Good ol’ competition has amplified this problem. For example, John Hancock’s actuaries will (eventually) carefully calculate the statistics and the probabilities to determine the rates they need to charge to make an acceptable profit. However these statistics and probabilities are evolving and subject to interpretation and data-mining. Met Life’s actuaries will do the same analysis, but they’ll probably arrive at different numbers. If Met Life’s numbers result in lower premiums than John Hancock, then Met Life will probably sell more policies. John Hancock’s unhappy sales agents will ask their actuaries to take another look at their numbers and squeeze a few more pennies out of the premiums. The companies might even decide to reduce their commissions and profit margins to get more sales, knowing that they’ll earn less on each policy but hoping to make it up on higher volume.
These insurance decisions have what are known as “long tails”– the results of today’s pricing decisions may not become apparent for years, even decades. If the company uses outdated data in its decisions, or if only their healthiest customers buy their policies, or if they’re wrong about the cost projections, then they’ll lose money. If the policy permits, they’ll raise the premiums. If the company loses money, then it might not be able to pay out on its promise. Unfortunately many insurance companies have been losing money on each policy… and getting punished even more for trying to make it up on volume.
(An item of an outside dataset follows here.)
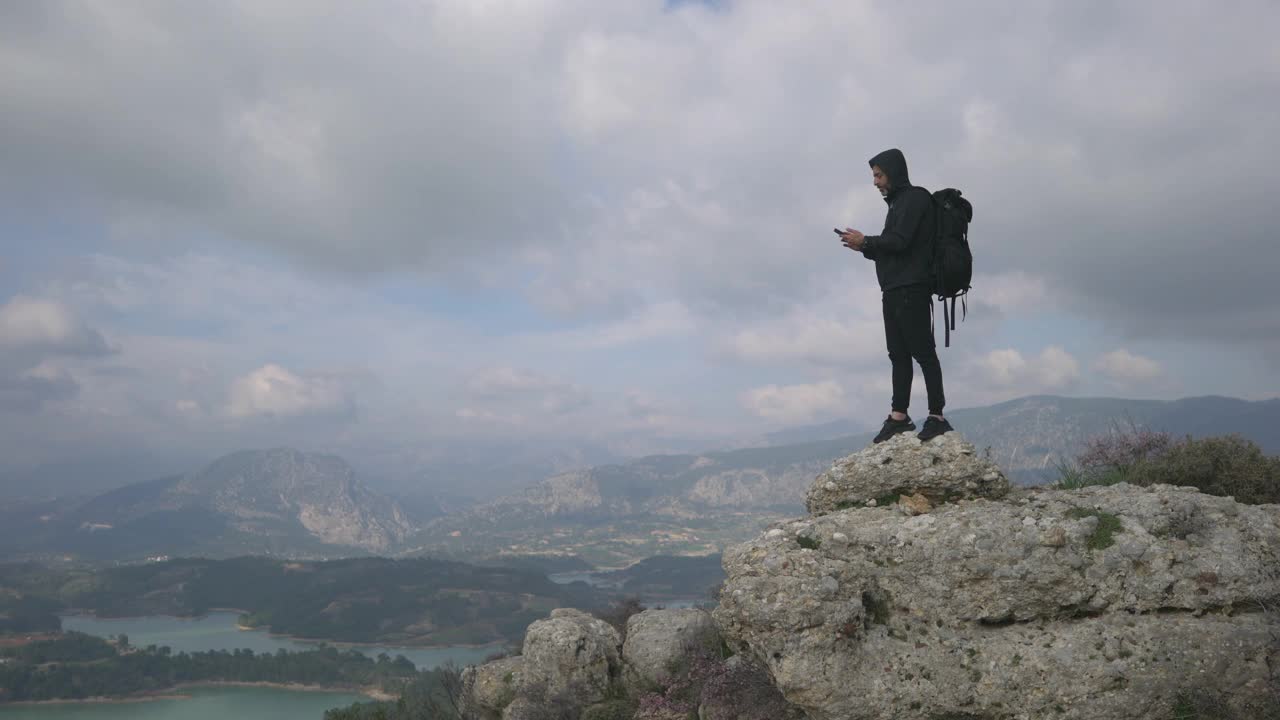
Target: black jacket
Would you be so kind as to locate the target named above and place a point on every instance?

All of these developments have two effects on the customers. First, their media-enhanced perception of the hazards of dementia and Alzheimer’s makes them much more likely to lock themselves into a long-term care policy. If the company raises the premiums on their policy then they’ll feel obligated to keep paying. (Economists and investor psychologists call this the “sunk cost fallacy“. ) Second, when their worst fears are realized and they need to make a claim, the insurance company may not be able to pay out. It might go out of business, and the state/federal regulators might not have the funds to insure the insurance company.